The designation of the Minister of Industry Emirati and CEO of the National Petroleum Compagnie Abu Dhabi National Oil Company, officially announced Thursday, January 12, arouses the disbelief of many climate experts.
by Audrey Garric
You might think a joke, an absurd spring to play down a heavy climate news. It is not so. The 28
This is the first time that the president of an oil group has exercised this responsibility as a conductor of climate negotiations, the one that should allow the 196 countries to find compromises to accelerate the fight against warming. A double cap that raises questions, while climate change is mainly caused by the combustion of fossil fuels-coal, petroleum and gas.

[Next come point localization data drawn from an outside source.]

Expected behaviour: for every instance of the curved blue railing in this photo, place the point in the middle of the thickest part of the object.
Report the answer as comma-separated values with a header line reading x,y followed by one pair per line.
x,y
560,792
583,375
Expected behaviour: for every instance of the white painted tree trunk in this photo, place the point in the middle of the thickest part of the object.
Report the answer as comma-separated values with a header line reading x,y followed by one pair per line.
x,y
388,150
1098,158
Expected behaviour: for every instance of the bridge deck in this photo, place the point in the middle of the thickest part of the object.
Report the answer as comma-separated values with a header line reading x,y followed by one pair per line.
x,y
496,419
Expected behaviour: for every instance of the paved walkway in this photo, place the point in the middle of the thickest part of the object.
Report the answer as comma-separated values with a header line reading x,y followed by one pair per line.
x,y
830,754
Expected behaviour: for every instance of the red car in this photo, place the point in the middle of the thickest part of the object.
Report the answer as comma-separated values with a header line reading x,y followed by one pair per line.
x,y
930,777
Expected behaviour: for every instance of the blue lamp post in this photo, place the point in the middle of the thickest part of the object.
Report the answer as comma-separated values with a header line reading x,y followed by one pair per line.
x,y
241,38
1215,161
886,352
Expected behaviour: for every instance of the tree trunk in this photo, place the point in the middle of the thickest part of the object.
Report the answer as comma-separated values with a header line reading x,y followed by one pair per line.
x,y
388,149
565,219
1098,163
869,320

Denouncing an important “conflict of interest”, Tasneem Essop, the executive director of the Climate Action Network, bringing together 1,900 NGOs from 130 countries, calls Sultan Al Jaber to resign from her CEO position. Otherwise, “this will be equivalent to a total takeover of the United Nations negotiations on the climate by an oil company and the lobbyists of fossil fuels”. Last year, COP27, in Egypt, welcomed more than 600 of them, a record. “We cannot have another COP where the fossil fuels industry is authorized to sacrifice our future to garner a few additional years of profit,” abounds Vanessa Nakate, Ugandan activist for the climate.
The pill is all the hardest to swallow since the COP28 is crucial. In a world faced with a multiplication of climatic disasters, the wait is great to see a conference attacking fossil fuels. This edition is all the more important since it will be the time of the world’s leading assessment of climate commitments in countries.
How to explain such a choice? The presidency of COPs runs each year, according to a rotation between five large regional groups defined by the UN. After Western Europe in 2021 (the COP26 of Glasgow) and Africa (that of Charm El-Cheikh) in 2022, it was this year in the turn of Asia-Pacific-which includes the Middle Orient – to welcome climate mass. The United Arab Emirates were able to assert their financial means and their infrastructure even if “the way it has been decided within the group is opaque”, slips an expert in climate negotiations.